The IMF doesn’t use the word “greedflation” in its missive, but the post fits with the idea that it’s companies, not labor, at fault for the rise in prices. In the euro area, the latest data show prices growing 6.1% on a year-over-year basis, still well above target though significantly below the 10.6% peak.

That paper says that profits account for 45% of price rises since the start of 2022, compared with 40% from import costs and 25% from labor. (Per the IMF, taxes had a slightly deflationary impact, to explain why the percentages exceeded 100%.)

Indirectly, the IMF says it wouldn’t even mind if workers got pay rises — if companies reacted by not hiking prices further. “Now that workers are pushing for pay rises to recoup lost purchasing power, companies may have to accept a smaller profit share if inflation is to remain on track to reach the European Central Bank’s 2% target in 2025, as projected in our most recent world economic outlook,” the IMF said.

In her speech kicking off the Sintra event, IMF First Deputy Managing Director Gita Gopinath reinforced that message, albeit through a cursory mention. “All else equal, if inflation is to fall quickly, firms must allow their profit margins — which have shot up during the past two years — to decline and absorb some of the expected rise in labor costs,” she said.

The ECB has lifted rates to a 22-year high, at 3.5%, and is promising further action.
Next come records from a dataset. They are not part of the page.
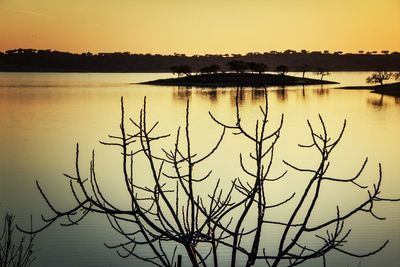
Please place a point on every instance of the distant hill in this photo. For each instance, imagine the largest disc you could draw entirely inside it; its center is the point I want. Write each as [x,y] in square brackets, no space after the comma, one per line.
[237,79]
[31,60]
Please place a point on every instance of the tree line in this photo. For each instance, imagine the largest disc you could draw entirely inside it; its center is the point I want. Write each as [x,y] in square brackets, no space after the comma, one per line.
[50,61]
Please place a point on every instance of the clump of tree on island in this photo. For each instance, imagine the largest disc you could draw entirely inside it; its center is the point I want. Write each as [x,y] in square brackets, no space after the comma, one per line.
[381,76]
[56,61]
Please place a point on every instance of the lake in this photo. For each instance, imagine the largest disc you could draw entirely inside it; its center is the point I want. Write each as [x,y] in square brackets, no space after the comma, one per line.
[44,115]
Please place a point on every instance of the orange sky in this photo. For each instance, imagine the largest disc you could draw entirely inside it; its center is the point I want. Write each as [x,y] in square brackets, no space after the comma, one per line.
[200,26]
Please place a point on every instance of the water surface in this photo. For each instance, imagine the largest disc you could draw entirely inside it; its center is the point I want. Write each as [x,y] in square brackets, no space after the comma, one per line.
[44,115]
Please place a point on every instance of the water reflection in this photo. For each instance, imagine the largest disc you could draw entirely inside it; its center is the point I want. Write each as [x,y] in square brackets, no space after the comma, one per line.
[321,91]
[40,127]
[377,102]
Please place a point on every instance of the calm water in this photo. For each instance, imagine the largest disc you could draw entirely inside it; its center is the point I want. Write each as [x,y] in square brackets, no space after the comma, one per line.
[43,116]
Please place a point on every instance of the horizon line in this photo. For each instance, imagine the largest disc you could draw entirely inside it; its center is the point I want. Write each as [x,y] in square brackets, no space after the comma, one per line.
[286,51]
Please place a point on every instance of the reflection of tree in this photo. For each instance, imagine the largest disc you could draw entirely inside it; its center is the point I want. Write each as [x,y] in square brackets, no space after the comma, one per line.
[169,212]
[257,94]
[182,93]
[281,94]
[321,91]
[13,252]
[238,96]
[378,103]
[211,93]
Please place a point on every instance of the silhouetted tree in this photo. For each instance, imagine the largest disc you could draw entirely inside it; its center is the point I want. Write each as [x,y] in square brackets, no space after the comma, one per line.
[238,66]
[257,67]
[211,69]
[303,69]
[379,77]
[282,69]
[169,211]
[181,70]
[322,72]
[14,253]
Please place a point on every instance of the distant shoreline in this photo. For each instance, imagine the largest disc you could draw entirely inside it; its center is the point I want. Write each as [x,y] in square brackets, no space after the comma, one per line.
[392,89]
[31,60]
[236,79]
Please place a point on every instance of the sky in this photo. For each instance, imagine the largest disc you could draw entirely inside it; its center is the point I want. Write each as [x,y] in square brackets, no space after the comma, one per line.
[200,26]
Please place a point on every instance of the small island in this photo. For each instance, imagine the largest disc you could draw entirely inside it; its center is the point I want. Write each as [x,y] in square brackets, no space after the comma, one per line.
[237,79]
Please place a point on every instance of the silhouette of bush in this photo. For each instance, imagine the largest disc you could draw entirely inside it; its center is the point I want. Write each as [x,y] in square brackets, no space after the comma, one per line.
[14,253]
[169,212]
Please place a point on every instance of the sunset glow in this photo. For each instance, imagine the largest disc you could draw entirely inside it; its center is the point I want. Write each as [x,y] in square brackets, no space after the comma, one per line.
[200,27]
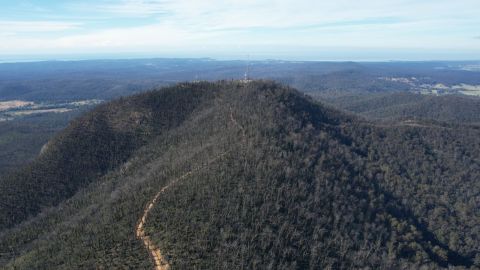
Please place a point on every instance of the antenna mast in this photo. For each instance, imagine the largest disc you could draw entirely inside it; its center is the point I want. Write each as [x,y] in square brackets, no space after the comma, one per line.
[247,71]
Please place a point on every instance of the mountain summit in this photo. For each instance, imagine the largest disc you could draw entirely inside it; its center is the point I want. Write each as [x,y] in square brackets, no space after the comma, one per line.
[235,175]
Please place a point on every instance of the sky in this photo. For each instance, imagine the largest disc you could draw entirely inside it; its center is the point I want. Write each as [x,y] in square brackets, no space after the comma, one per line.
[366,30]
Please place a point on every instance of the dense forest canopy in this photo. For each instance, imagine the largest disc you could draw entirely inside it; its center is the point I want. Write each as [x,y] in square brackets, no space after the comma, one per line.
[278,181]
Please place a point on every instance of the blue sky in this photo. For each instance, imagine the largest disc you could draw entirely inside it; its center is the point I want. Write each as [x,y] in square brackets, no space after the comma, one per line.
[286,29]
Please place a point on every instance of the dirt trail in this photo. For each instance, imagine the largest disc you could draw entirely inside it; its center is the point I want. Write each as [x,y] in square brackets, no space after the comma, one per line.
[158,259]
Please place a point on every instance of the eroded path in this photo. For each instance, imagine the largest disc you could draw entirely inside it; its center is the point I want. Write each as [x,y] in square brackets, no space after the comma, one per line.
[154,251]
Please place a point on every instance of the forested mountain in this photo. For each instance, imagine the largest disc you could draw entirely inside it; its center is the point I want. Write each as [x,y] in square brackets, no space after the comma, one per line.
[259,176]
[401,106]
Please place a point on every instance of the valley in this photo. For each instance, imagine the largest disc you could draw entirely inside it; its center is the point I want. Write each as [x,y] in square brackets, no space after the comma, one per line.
[310,185]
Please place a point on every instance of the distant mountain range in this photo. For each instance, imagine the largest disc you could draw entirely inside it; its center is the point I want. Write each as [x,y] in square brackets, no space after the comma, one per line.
[244,175]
At her last press conference, ECB President Christine Lagarde detailed her understanding of why inflation rose. “To oversimplify: Energy played a significant role, then food kicked in, and energy is now fading, has moved now in May and is in slightly negative territory. But labor, and wages in particular, is playing a significant role as a driver of inflation,” she said.

She elaborated when talking to another reporter. “The only thing that I’m trying to say here is that we have to avoid what I have called the tit-for-tat where, in response to inflation, both corporates and labor want to receive full compensation — which obviously would possibly lead to that second-round effect that I was alluding to,” she said.

Lagarde, in front of the European Parliament, was a bit more willing to entertain the idea of greedflation. She spoke of “those sectors have taken advantage to push cost through entirely, without squeezing on margins, and — for some of them — to push prices higher than just the cost push that would have resulted from the imported inflation.”

As to which sectors, she said “it’s agriculture, it’s construction, some services activities, and I think that it’s important that competition authorities could actually look at those behaviors.”

Frances Coppola, a financial commentator on banking and economics, poured cold water on the idea that corporate profits are to blame. “Rising prices should mean falling aggregate demand. Unless, that is, people have enough money to absorb the increased cost,” she said in a blog post responding to the IMF paper.

“And this is what is really going on. Companies are fattening their profit margins because, in general, people are able and willing to pay higher prices.”